Pregnancy is recognised as a unique time for behaviour modification and is no longer considered a condition for confinement. It is currently recognised that habits adopted during pregnancy could affect a woman’s health for the rest of her life. For the first time, the recommendation suggests a possible role for exercise — walking, jogging/running, swimming, cycling, dance therapy etc — in the prevention and management of gestational diabetes among pregnant women.
The health benefits of physical activity are well recognised, and conversely sedentary habits and low levels of cardiorespiratory fitness are leading risk factors for subsequent development of cardiovascular disease. After the first trimester, the supine position results in relative obstruction of venous return and therefore decreased cardiac output. For this reason, supine positions should be avoided as much as possible during rest and exercise. In addition, motionless standing is associated with a significant decrease in cardiac output, thus this position should be avoided. During prolonged exercise, loss of fluid as sweat may compromise heat dissipation. Maintenance of euhydration, and therefore blood volume, is critical to heat balance.
Exercise prescription for the development and maintenance of fitness in non-pregnant women consists of activities to improve cardiorespiratory (aerobic exercise) and musculoskeletal (resistive exercise) status.

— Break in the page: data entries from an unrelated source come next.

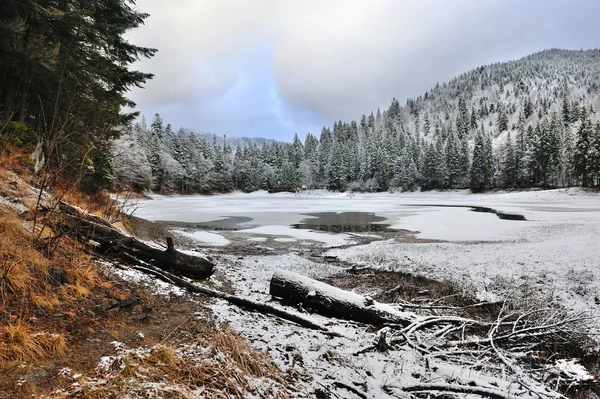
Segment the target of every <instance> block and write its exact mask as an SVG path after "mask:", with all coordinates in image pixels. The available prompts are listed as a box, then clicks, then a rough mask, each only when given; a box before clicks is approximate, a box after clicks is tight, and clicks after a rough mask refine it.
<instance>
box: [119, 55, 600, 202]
mask: <svg viewBox="0 0 600 399" xmlns="http://www.w3.org/2000/svg"><path fill="white" fill-rule="evenodd" d="M599 88H600V51H599V50H589V51H567V50H556V49H552V50H546V51H543V52H540V53H536V54H533V55H531V56H528V57H525V58H523V59H521V60H517V61H511V62H506V63H499V64H492V65H488V66H484V67H480V68H477V69H474V70H472V71H470V72H468V73H466V74H463V75H461V76H459V77H457V78H455V79H453V80H451V81H450V82H448V83H444V84H442V85H440V84H437V85H436V86H435V87H434V88H432V89H431V90H428V91H427V92H426V93H425V94H424V95H422V96H419V97H417V98H416V99H408V100H407V102H406V104H405V105H400V103H399V101H398V100H396V99H393V100H392V102H391V104H390V106H389V107H388V108H387V109H385V110H383V111H381V110H379V109H378V110H377V111H376V112H375V113H373V112H371V113H370V114H369V115H368V116H367V115H362V117H361V118H360V119H359V120H358V121H351V122H342V121H341V120H340V121H337V122H335V123H334V124H333V126H332V127H331V128H330V127H324V128H323V129H322V131H321V132H320V134H319V135H318V136H317V135H314V134H312V133H308V134H307V135H306V137H305V138H304V140H301V139H300V138H299V137H298V135H295V137H294V139H293V141H292V142H291V143H280V142H268V141H265V140H262V141H261V144H260V145H259V144H257V142H253V141H252V140H245V141H242V142H240V141H238V144H237V145H236V146H232V145H230V144H229V142H228V140H227V138H226V137H225V138H217V137H216V136H213V138H212V140H211V139H210V138H206V135H195V134H193V133H190V132H188V131H186V130H185V129H183V128H182V129H179V130H178V131H177V132H175V131H174V130H173V128H172V127H171V125H170V124H165V123H164V122H163V120H162V118H161V117H160V116H159V115H156V116H155V117H154V118H153V120H152V121H151V124H150V126H149V127H148V126H147V124H146V122H145V120H142V121H141V122H139V123H137V124H135V125H132V126H130V127H129V128H127V129H125V131H124V133H123V136H122V138H121V139H120V140H118V141H117V142H116V143H115V146H114V149H113V151H114V154H115V172H116V181H117V183H118V184H120V185H121V186H124V187H133V188H136V189H140V190H148V189H149V190H155V191H161V192H169V191H171V192H172V191H175V192H199V193H206V192H210V191H216V192H229V191H233V190H241V191H246V192H250V191H254V190H270V191H287V190H289V191H294V190H297V189H299V188H303V187H304V188H307V189H314V188H324V189H329V190H336V191H337V190H357V191H388V190H415V189H418V188H421V189H423V190H430V189H437V190H442V189H461V188H471V189H472V190H473V191H481V190H487V189H491V188H515V189H517V188H528V187H544V188H551V187H567V186H573V185H580V184H583V185H597V184H598V183H599V179H600V158H599V157H600V125H599V123H598V116H597V113H596V112H597V111H596V109H597V107H598V106H599V105H600V93H599Z"/></svg>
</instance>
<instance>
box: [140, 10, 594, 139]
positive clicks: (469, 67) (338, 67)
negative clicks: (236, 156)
mask: <svg viewBox="0 0 600 399" xmlns="http://www.w3.org/2000/svg"><path fill="white" fill-rule="evenodd" d="M138 8H139V9H140V10H141V11H143V12H148V13H150V14H151V17H150V18H149V19H148V20H147V23H146V26H144V27H142V28H140V29H138V30H136V31H134V32H132V33H131V34H130V39H131V41H132V42H134V43H136V44H139V45H146V46H151V47H156V48H158V49H159V53H158V54H157V56H156V57H155V58H154V59H152V60H148V61H143V62H141V63H140V65H139V68H140V69H142V70H147V71H151V72H153V73H155V74H156V78H155V79H154V80H153V81H151V82H149V83H148V85H147V89H146V90H142V91H134V92H132V98H133V99H134V101H136V102H138V104H139V105H140V108H141V109H142V110H143V111H144V112H146V111H147V110H151V109H152V110H154V111H151V112H152V113H153V112H159V113H161V114H163V113H164V112H168V113H169V115H168V117H171V118H173V119H178V120H174V121H172V122H173V123H174V124H182V125H185V126H187V127H191V128H194V129H197V130H212V131H214V132H216V133H226V134H235V135H240V134H264V135H271V136H273V135H280V136H282V137H283V136H285V137H286V138H289V137H291V136H292V135H293V133H294V132H295V131H299V133H304V131H303V130H299V129H311V130H312V131H313V132H315V133H316V131H315V130H316V129H319V126H320V125H322V124H323V123H327V124H330V123H331V122H332V121H333V120H337V119H340V118H341V119H345V120H349V119H356V118H359V117H360V115H361V114H362V113H368V112H369V111H370V110H372V109H375V108H377V107H385V106H387V105H388V104H389V102H390V100H391V98H392V97H396V98H398V99H399V100H401V102H402V101H404V100H405V99H406V98H408V97H414V96H416V95H419V94H422V93H423V92H424V91H425V90H427V89H428V88H430V87H432V86H434V85H435V84H436V82H442V81H445V80H448V79H450V78H452V77H454V76H456V75H458V74H460V73H463V72H466V71H467V70H470V69H472V68H475V67H477V66H479V65H482V64H487V63H490V62H499V61H505V60H508V59H514V58H518V57H521V56H524V55H526V54H528V53H531V52H534V51H539V50H542V49H544V48H550V47H563V48H577V49H578V48H590V47H595V46H597V43H598V39H600V33H599V32H600V28H599V27H598V26H597V24H596V23H595V21H594V20H595V19H596V17H595V16H597V15H599V12H600V5H599V4H596V2H595V1H591V0H590V1H586V0H579V1H573V2H564V1H559V0H537V1H533V0H532V1H528V2H522V1H517V0H508V1H501V0H489V1H480V0H454V1H451V2H450V1H436V0H415V1H397V0H374V1H366V0H328V1H317V0H303V1H286V0H257V1H245V0H219V1H215V0H170V1H169V2H165V1H159V0H139V1H138ZM161 110H165V111H164V112H162V111H161ZM163 116H165V115H163ZM165 119H168V118H167V116H165Z"/></svg>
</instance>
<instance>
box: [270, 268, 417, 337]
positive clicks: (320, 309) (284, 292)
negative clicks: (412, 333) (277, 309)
mask: <svg viewBox="0 0 600 399" xmlns="http://www.w3.org/2000/svg"><path fill="white" fill-rule="evenodd" d="M269 292H270V294H271V296H273V297H277V298H281V299H282V300H283V301H284V303H286V304H290V305H297V304H302V306H303V307H304V308H305V309H311V310H313V311H314V312H315V313H318V314H321V315H323V316H327V317H336V318H340V319H345V320H352V321H358V322H360V323H365V324H373V325H380V324H386V323H393V324H400V325H403V326H405V325H408V324H410V323H412V322H413V321H414V320H415V318H416V316H415V315H414V314H412V313H406V312H400V311H398V310H396V309H394V308H393V307H391V306H389V305H385V304H382V303H379V302H376V301H374V300H373V299H371V298H369V297H364V296H362V295H358V294H355V293H353V292H348V291H344V290H342V289H339V288H336V287H333V286H331V285H328V284H325V283H322V282H320V281H317V280H313V279H311V278H308V277H305V276H302V275H300V274H296V273H293V272H289V271H285V270H279V271H276V272H275V273H274V274H273V277H272V278H271V285H270V290H269Z"/></svg>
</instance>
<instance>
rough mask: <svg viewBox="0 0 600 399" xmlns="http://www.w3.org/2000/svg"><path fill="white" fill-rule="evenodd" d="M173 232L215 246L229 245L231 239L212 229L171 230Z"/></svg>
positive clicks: (200, 241) (230, 241)
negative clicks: (228, 239)
mask: <svg viewBox="0 0 600 399" xmlns="http://www.w3.org/2000/svg"><path fill="white" fill-rule="evenodd" d="M171 231H172V232H173V233H177V234H180V235H182V236H184V237H188V238H191V239H193V240H196V241H199V242H202V243H205V244H209V245H215V246H225V245H229V244H230V243H231V241H229V240H228V239H226V238H225V237H223V236H222V235H220V234H217V233H215V232H214V231H204V230H197V231H193V232H188V231H183V230H171Z"/></svg>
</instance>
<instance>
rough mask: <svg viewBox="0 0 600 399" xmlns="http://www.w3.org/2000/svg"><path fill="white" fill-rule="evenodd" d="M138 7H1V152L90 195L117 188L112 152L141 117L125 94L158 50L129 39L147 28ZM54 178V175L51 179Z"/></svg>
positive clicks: (11, 5) (49, 5)
mask: <svg viewBox="0 0 600 399" xmlns="http://www.w3.org/2000/svg"><path fill="white" fill-rule="evenodd" d="M135 7H136V4H135V1H134V0H125V1H121V0H86V1H52V0H3V1H2V2H0V147H1V151H4V150H6V149H7V148H8V147H12V148H19V147H21V148H25V150H27V149H30V150H31V151H30V152H34V150H35V152H34V156H33V158H34V159H33V160H32V163H34V164H35V169H36V172H38V173H40V172H50V173H51V174H54V175H57V174H60V175H61V176H62V177H63V178H70V179H71V178H72V180H73V181H74V182H76V183H78V184H80V185H81V186H82V187H85V188H87V189H89V190H92V191H93V190H96V189H98V188H103V187H110V186H112V185H113V169H112V164H113V162H112V154H111V151H110V150H111V146H112V143H113V140H115V139H116V138H117V137H118V136H119V134H120V132H121V130H122V129H123V126H126V125H128V124H130V123H131V122H132V121H133V120H135V118H136V117H137V113H135V112H124V110H125V109H128V108H132V107H134V106H135V104H134V103H133V102H132V101H131V100H129V99H128V98H127V97H126V95H127V92H128V91H129V90H130V89H131V88H132V87H141V86H142V85H143V84H144V83H145V82H146V81H147V80H148V79H151V78H152V74H148V73H143V72H139V71H135V70H132V69H131V68H130V67H131V65H132V64H133V63H134V62H136V61H137V60H139V59H141V58H149V57H152V56H153V55H154V54H155V52H156V50H155V49H152V48H147V47H140V46H137V45H134V44H132V43H129V42H128V41H127V40H126V39H125V37H124V34H125V33H126V32H127V31H129V30H131V29H134V28H136V27H138V26H140V25H142V24H143V23H144V20H145V19H146V18H147V17H148V15H147V14H144V13H140V12H138V11H136V8H135ZM45 175H47V174H45Z"/></svg>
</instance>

Exercise prescription in pregnancy should include the same elements. Aerobic exercise can consist of any activities that use large muscle groups in a continuous rhythmic manner—for example, activities such as walking, hiking, jogging/running, aerobic dance, swimming, cycling, rowing, cross country skiing, skating, dancing, and rope skipping. Because control of exercise intensity within rather precise limits is often desirable at the beginning of an exercise programme, the most easily quantified activities, such as walking or stationary cycling, are particularly useful.
Dance therapy is also recommended by some, after doctor’s green signal to you.

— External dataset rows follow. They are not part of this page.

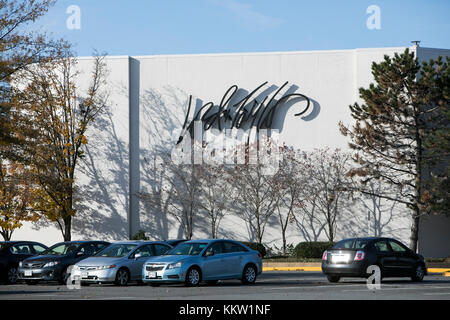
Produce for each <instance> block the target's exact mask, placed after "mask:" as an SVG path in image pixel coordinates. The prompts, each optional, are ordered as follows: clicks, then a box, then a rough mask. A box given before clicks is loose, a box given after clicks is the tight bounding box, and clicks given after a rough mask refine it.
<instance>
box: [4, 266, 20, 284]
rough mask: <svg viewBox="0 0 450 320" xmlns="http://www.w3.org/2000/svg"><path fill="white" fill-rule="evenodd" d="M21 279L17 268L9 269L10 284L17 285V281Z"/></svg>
mask: <svg viewBox="0 0 450 320" xmlns="http://www.w3.org/2000/svg"><path fill="white" fill-rule="evenodd" d="M18 278H19V273H18V271H17V268H16V267H11V268H9V269H8V274H7V278H6V281H7V283H8V284H15V283H16V282H17V279H18Z"/></svg>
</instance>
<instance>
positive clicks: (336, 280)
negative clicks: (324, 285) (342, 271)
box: [327, 274, 341, 283]
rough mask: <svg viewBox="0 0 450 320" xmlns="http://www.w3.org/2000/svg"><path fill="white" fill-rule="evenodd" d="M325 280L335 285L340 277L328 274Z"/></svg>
mask: <svg viewBox="0 0 450 320" xmlns="http://www.w3.org/2000/svg"><path fill="white" fill-rule="evenodd" d="M327 279H328V281H329V282H333V283H336V282H339V280H340V279H341V277H339V276H334V275H331V274H329V275H327Z"/></svg>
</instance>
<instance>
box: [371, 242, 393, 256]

A few changes to the dance routine to accommodate your growing belly, your shifting centre of gravity, and your potentially decreased energy level will be required. These may include:
Marching instead of jumping
Steps in place of leaps
Amended twists and turns
Keeping one foot on the ground at all times
There are no data to support the restriction of pregnant women from participating in some specific activities, although these activities carry more risk than others, such as scuba diving and exertion in the supine position.
Swimming, however, has not been associated with adverse effects and has the advantage of creating a buoyant condition that is well tolerated.

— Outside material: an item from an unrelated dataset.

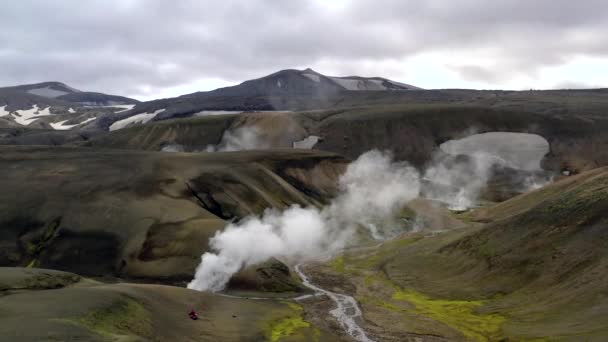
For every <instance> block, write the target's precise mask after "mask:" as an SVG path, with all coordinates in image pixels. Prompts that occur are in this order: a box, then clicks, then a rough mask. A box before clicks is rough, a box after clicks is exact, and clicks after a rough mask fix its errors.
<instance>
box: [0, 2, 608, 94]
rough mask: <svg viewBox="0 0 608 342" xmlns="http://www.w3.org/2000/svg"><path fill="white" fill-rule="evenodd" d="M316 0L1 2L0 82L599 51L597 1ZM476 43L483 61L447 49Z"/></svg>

Activities that increase the risk of falls, such as skiing, or those that may result in excessive joint stress, such as jogging and tennis, should include cautionary advice for most pregnant women, but evaluated on an individual basis with consideration for individual abilities. Certainly, the risk of related injuries is difficult to predict.
Pregnant women with diabetes, morbid obesity, or chronic hypertension should have individualised exercise prescription.
Despite the fact that pregnancy is associated with profound anatomical and physiological changes, exercise has minimal risks and confirmed benefits for most women.